I went to my medical man. He is my old friend, and feels my pulse, and looks at my tongue, and talks about the weather, when I fancy I’m ill; so I thought I would do him a good turn4 by going to him now. “What a doctor wants,” I said, “is practice. He shall have me. He will get more practice out of me than out of seventeen hundred of your ordinary, usual patients, with only one or two diseases each.” So I went straight up and saw him, and he said: “Well, what’s the matter with you?”

I said: “I will not take up your time, dear boy, with telling you what is the matter with me. But I will tell you what is not the matter with me. I have not got housemaid’s knee. Why I have not got housemaid’s knee, I cannot tell you; but the fact remains that I have not got it. Everything else, however, I have got.”

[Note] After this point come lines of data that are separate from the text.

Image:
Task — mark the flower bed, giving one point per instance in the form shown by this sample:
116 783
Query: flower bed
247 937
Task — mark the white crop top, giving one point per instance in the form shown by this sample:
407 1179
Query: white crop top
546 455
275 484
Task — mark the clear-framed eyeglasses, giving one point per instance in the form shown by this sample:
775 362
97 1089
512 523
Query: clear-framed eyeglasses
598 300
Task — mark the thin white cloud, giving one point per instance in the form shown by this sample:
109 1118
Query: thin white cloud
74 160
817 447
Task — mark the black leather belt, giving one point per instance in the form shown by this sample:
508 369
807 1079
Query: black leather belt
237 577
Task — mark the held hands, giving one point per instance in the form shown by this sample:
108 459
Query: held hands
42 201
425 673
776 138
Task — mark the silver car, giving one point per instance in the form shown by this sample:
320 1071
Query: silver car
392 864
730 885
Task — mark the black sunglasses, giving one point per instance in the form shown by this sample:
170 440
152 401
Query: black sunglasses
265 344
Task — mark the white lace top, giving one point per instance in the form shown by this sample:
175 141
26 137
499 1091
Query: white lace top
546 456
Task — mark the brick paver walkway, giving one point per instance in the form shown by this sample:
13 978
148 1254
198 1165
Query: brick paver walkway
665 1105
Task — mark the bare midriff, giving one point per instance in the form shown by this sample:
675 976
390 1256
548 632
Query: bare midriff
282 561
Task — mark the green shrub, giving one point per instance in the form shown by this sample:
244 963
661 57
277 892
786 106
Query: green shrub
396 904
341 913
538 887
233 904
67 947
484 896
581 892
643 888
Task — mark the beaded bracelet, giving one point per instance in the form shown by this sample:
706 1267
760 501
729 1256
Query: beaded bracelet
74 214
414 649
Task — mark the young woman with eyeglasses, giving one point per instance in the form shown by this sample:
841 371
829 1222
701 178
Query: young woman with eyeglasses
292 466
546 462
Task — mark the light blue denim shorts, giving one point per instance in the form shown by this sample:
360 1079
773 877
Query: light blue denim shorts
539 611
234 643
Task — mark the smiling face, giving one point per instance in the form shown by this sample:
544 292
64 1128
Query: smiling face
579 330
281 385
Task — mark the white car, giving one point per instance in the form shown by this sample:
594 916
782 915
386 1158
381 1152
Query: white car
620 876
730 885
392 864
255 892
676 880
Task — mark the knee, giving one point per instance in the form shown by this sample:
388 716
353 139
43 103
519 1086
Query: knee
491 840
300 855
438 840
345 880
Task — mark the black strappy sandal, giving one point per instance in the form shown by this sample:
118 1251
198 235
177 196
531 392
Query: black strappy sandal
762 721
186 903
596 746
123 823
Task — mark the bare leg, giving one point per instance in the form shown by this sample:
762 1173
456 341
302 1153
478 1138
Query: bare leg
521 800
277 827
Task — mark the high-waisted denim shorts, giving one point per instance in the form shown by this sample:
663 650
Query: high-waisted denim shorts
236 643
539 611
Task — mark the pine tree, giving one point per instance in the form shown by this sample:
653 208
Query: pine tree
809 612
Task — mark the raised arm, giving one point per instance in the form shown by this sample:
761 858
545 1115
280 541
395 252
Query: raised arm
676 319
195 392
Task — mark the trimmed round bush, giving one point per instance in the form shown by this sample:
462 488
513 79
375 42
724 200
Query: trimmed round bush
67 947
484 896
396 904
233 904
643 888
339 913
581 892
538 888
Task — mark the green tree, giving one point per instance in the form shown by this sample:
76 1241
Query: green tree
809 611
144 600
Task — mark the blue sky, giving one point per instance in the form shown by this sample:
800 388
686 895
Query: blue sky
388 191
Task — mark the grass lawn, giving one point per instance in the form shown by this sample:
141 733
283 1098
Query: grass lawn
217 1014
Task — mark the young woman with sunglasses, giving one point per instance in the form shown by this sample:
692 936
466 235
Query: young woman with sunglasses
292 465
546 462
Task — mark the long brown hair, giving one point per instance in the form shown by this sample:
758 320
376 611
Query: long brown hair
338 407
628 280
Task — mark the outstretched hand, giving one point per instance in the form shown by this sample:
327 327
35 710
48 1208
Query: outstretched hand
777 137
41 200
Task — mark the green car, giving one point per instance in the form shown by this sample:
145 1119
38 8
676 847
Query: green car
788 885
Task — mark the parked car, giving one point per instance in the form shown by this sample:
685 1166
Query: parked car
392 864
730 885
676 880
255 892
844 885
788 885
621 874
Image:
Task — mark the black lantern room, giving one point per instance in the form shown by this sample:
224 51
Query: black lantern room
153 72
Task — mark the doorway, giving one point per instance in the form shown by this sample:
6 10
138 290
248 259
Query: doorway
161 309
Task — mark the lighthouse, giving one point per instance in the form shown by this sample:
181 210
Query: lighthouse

And I told him how I discovered it all. Then he examined me. After that, he sat down and wrote out a prescription, and folded it up and gave it to me, and I put it in my pocket and went out. I did not open it. I took it to the nearest chemist’s, and handed it in. The man read it, and then handed it back. He said he didn’t keep it.

I said: “You are a chemist?”

He said: “I am a chemist. If I was a store and family hotel combined, I might be able to help you. But I am only a chemist.”